2008年のハードとソフトを合わせた国内ゲーム市場規模は約5826億円で、対前年比84.7%(エンターブレイン調べ)だった。とりわけ、ハードは対前年比76.5%(同)となり、新型ゲーム機の普及はひと段落した格好だ。
そんな中、Xbox 360が健闘している。国内では他のプラットフォームと比べて数字自体大きくないものの、据え置き型ゲーム機で唯一、前年の販売台数を上回る結果を残した。累計販売台数は94万台(3月1日時点、メディアクリエイト調べ)を突破し、いよいよ悲願の100万台到達が目前に迫ってきた。
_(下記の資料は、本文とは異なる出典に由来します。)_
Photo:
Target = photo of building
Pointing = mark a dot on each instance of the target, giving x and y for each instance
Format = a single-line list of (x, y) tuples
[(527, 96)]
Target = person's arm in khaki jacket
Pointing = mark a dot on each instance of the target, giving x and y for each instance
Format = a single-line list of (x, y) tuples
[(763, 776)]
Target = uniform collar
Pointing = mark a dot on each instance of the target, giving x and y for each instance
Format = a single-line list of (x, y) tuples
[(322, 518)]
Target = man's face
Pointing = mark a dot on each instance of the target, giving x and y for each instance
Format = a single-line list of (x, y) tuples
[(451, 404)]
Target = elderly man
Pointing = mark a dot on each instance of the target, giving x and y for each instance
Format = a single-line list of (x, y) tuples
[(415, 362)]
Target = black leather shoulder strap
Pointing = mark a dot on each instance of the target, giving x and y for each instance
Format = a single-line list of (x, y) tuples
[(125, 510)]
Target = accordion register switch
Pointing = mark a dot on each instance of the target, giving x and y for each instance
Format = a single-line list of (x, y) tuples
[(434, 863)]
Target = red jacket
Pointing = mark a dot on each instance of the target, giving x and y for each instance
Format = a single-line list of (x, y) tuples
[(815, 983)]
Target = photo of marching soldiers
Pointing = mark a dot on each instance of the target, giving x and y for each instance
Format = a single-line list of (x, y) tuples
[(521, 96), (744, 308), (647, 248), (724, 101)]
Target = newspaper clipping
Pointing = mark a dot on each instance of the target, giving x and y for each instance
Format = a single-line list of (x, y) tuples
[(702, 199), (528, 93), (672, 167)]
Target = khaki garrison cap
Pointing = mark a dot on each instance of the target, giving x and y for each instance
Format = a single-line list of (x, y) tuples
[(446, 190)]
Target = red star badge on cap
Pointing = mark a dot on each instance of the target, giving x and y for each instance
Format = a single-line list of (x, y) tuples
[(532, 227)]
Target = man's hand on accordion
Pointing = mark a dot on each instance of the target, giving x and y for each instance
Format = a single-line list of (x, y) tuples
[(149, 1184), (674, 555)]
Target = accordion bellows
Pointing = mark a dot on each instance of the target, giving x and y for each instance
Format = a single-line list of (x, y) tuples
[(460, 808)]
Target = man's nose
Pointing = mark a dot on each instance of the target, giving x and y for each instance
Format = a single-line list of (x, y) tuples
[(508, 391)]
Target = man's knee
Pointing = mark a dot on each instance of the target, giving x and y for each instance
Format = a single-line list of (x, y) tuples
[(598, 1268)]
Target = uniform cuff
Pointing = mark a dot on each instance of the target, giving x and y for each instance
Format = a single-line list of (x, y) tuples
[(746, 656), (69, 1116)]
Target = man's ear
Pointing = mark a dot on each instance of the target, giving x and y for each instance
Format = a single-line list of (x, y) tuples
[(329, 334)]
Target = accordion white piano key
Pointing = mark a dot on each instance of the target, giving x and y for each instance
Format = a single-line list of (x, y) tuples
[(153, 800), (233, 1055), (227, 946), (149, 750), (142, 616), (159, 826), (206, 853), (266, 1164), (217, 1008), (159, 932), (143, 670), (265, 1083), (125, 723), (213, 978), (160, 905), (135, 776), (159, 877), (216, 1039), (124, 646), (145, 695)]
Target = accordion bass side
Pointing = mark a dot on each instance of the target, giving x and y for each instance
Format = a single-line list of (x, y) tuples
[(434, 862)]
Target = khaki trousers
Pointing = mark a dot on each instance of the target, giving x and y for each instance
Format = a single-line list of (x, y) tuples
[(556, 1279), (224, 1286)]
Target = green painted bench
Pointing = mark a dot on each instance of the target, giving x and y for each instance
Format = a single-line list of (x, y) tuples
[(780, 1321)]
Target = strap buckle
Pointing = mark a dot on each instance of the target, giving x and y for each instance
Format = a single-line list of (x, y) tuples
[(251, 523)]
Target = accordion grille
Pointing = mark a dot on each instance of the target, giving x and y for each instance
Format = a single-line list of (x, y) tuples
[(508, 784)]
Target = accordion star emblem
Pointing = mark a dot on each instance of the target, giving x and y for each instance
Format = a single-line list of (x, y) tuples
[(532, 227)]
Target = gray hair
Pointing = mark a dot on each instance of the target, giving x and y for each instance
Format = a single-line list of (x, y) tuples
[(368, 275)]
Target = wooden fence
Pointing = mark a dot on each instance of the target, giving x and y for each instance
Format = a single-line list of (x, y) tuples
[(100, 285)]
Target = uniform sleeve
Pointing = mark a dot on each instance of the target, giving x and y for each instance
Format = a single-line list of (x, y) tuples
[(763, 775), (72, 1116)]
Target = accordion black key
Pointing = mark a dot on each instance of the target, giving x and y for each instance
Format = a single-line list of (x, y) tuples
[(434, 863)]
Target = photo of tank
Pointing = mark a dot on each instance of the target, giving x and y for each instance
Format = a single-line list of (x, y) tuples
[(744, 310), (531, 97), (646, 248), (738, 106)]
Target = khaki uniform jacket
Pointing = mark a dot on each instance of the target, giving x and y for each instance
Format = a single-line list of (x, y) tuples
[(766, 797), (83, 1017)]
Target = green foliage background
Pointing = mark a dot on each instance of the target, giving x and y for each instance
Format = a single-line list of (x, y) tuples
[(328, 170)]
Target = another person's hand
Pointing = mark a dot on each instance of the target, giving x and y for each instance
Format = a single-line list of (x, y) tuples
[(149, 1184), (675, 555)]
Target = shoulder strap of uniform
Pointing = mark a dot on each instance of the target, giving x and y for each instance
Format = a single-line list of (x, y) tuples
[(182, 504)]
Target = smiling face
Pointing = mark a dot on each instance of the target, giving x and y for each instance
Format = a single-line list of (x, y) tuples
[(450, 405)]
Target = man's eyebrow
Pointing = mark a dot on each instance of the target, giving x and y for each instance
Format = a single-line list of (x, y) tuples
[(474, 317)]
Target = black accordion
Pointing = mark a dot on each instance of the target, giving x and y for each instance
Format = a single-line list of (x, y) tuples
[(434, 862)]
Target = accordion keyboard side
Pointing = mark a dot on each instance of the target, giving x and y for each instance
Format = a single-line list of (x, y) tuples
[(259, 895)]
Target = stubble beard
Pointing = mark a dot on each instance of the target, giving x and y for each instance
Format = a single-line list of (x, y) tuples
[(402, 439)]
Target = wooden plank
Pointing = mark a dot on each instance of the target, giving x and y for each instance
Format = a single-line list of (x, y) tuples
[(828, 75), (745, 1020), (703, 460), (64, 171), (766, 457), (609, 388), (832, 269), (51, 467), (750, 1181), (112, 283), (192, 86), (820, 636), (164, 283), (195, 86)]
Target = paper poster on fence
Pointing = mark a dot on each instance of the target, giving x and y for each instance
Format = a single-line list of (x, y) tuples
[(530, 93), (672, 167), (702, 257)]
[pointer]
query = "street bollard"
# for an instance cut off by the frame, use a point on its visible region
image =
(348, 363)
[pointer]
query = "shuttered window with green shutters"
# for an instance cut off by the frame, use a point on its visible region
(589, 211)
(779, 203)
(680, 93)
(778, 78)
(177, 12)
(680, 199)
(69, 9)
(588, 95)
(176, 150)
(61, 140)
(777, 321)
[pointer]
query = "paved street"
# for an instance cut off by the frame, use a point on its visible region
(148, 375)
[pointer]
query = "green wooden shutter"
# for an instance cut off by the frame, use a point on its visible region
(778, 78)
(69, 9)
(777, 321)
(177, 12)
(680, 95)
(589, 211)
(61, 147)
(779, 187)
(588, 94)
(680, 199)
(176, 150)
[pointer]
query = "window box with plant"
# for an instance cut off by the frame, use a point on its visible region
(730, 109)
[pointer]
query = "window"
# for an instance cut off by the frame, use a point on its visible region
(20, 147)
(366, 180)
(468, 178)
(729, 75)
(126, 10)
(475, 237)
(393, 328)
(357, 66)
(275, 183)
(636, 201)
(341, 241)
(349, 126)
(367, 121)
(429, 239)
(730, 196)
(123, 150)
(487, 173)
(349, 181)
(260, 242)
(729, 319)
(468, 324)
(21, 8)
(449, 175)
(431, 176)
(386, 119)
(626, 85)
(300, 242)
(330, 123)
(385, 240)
日本でのXboxビジネスのかじ取りを担う、マイクロソフト 執行役ホーム&エンターテイメント事業本部長の泉水敬氏に、好調の背景と今後の展望について話を聞いた。(聞き手:秦 和俊)
――2009年の年初に、Xbox 360の世界での累計販売台数が2800万台を突破しました。日本での販売も好調で、外部機関の調査によると累計で約90万台のところまで来ました。昨年は、日本において初めて予算を達成したそうですね。
マイクロソフト 執行役 ホーム&エンターテイメント事業本部長 泉水敬氏
(写真:佐藤 久)
泉水氏:そのこと以上にうれしかったことがあります。日本で去年1年間に累計販売台数が約7割増えたことです。2005年末の発売から丸3年が経ちましたが、その3年目にして、なお7割増えるというのは、正直、皆さんも想像されていなかったでしょうし、我々にとってもうれしい誤算ではありました。
2008年のマイクロソフト全体での重要戦略はヨーロッパでのシェア拡大でした。それを達成することができて喜ばしいことだったのですが、日本からも(本社にとって)思いもよらぬ良いニュースを提供することができました。
――Xboxを管轄する米本社エンターテイメント&デバイス部門担当プレジデントのロビー・バック氏が2月初旬に来日していたそうですが、日本に対する評価はいかがでしたか?
泉水氏:彼は初代Xboxのころから日本市場を比較的近くで見てきており、個人的にも思い入れのある地域だと思います。ですから、この結果には非常に満足している、と評価してくれました。
――1年間で7割増えた原動力は何でしょうか。
泉水氏:きっかけは、昨年6月に行ったイベント「Xbox 360 RPG Premiere 2008」でした。それ以降に発売する大型RPGタイトルとして、自社タイトルの『Fable II』、バンダイナムコゲームスの『テイルズ オブ ヴェスペリア』、スクウェア・エニックスの『インフィニット アンディスカバリー』、『ラスト レムナント』、『スターオーシャン4 −THE LAST HOPE−』などを発表しました。日本のユーザーの皆さんにも、「おっ、これは買いかもしれない」と思っていただけたようで、その反応が6月以降、本体の販売台数に表れてきました。
その流れを受ける形で最初に発売した『テイルズ オブ ヴェスペリア』(2008年8月7日発売)が、非常に大きなセールスを記録して、ハードの販売もけん引しました。そこから、販売台数のトレンドはずっと上向きで推移していきます。
9月11日に『インフィニット アンディスカバリー』の発売と、ハード本体の一斉値下げがあり、10月の東京ゲームショウでもユーザーの皆さんから非常に良い評価をいただきました。それを追う形で11月20日には『ラスト レムナント』の発売がありました。
さらには、我々やソフトメーカーさんが連続して行った施策をつなぐ形で、ユーザーの皆さんによるコミュニケーションが活発に行われました。普及台数の増加に伴い、口コミによる影響力が大きくなってきます。それが、さらなる普及への原動力になりました。
今のXboxがあるのは、言うまでもなくゲームメーカーさんのご協力によるものですし、同時にユーザーの皆さんのサポートがベースになっていると思います。
――『テイルズ オブ ヴェスペリア』を発売した後、昨年8月末のタイミングでは、本体の在庫が底をついたそうですね。
泉水氏:極限までなくなりましたね。通常の品切れ状態などというものではなく、しばらく本体が店頭にない状態が続きました。ネット上でも「あそこの店にはありそうだ」といった情報交換がされるまでになってしまい、本当にご迷惑をお掛けしてしまいました。